Today I found myself at a local bank branch, technically at this point in time owned by the Irish taxpayer and to be honest it was quite probably one of the worst examples of customer service I’ve encountered yet. I’ve decided to blog about it as no matter how much money you spend on marketing your business if you can’t deliver the service to match, it’s a total waste of your cash – or in this case, a waste of yet more Irish taxpayers cash!!
Here’s what I experienced in the 20 minutes I queued at a branch of one of Ireland’s biggest banks;
- Cashiers reduced to two from four – in a branch where you frequently battle in the door to get in line in the first place at a busy time.
- Kiosks replacing the above mentioned cashiers, with an “advisor” on hand to tell you how to use them – these advisors apparently don’t have a lot to do, today’s wasn’t the first I noted at this particular company with more time standing smiling at customers than actually “doing”.
- NINE – I don’t exaggerate 9 personnel behind the counter at various stages, with 2 teller places and 2 desks at Customer Service. 4 of these appeared in the background at various points, 2 returned from their lunch – one of them delivering her shopping across the customer service desk as she did so!
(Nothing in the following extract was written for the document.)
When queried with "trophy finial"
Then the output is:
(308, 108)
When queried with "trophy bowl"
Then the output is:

- A system that appears to be badly broken; you wait for a lengthy time to lodge cash or a cheque and it goes into your account immediately. If however you opt for the “convenience” of the kiosk to avoid the queue the advisor informs it will be at least 7pm (several hours after closing!) before the payment hits your account and 3 days for cheques. Hardly convenient if your plan was to pay a bill that day?
- Another customer greeted loudly on her arrival as to the nature of her visit which was to arrange a new bank card. The advisor put her on the phone to speak to somebody for the whole queue to hear only to spend ten minutes or so waiting and listening and be told to join the queue anyway.
- An exceptionally poor and slow process, to be honest given the number of people who seemed to intervene on a couple of customers I was expecting to hear that this particular bank was experiencing an IT issue!
- When I queried it with the young teller on the desk I was told “it’s a bit slow because we’re just taking over at lunch” – does that mean they’re this slow every day? Or more worryingly is the bank in question allowing people who are not properly trained to take over the lunchtime shift?
The bank in question as I’ve stated above are owned by the Irish taxpayer and although I don’t generally blog on customer service here at The Marketing Shop I felt it appropriate to highlight that as a customer this bank has many serious flaws, in addition to the billions it’s cost us due to poor policy and management over the years.
Their marketing tells us they’re open for business, their in-branch performance tell us they don’t actually want business – not from this branch anyway. When I asked why I counted 9 staff (and they’re just the ones I saw, nobody was going to volunteer if there were others!) I was told that my complaint would be logged against my account number – why I wonder as I seriously don’t expect any follow-up, although if that miracle occurs I will update accordingly!
I’m also a customer of Ulster Bank (Malahide Road, Dublin 5) who as we all know encountered a major IT systems problem which lasted a number of weeks and created a lot of unhappy customers and bad feeling. However, in spite of the difficulties they were working through their staff at a branch within a few minutes drive of the bank I encountered today were fantastic. Their employees were plentiful and helpful, something which their competitors would do well to learn from.
It’s wonderful to see great customer service and Ulster Bank deserve credit for this. In contrast it would be preferable for our Irish banks to stop spending our money and get their systems right and people trained before they spend more of our money on marketing that they’re open for business when quite clearly they’re barely capable of doing the minimum of work required to keep their current customers satisfied.
What can businesses learn from the above when it comes to marketing? Small businesses don’t necessarily have the luxury of a marketing department, possibly not even a designated person within the company. A large organisation however has these luxuries and can still get it badly wrong. Learn to appreciate the people you have working for you, ensure the processes are working and be certain that if you do opt to promote your willingness to do business that your sales or front of house staff deliver the same message.
Don’t use valuable resources on marketing a business if the basics are not in place, would you like your customers to walk away feeling the same as I did today?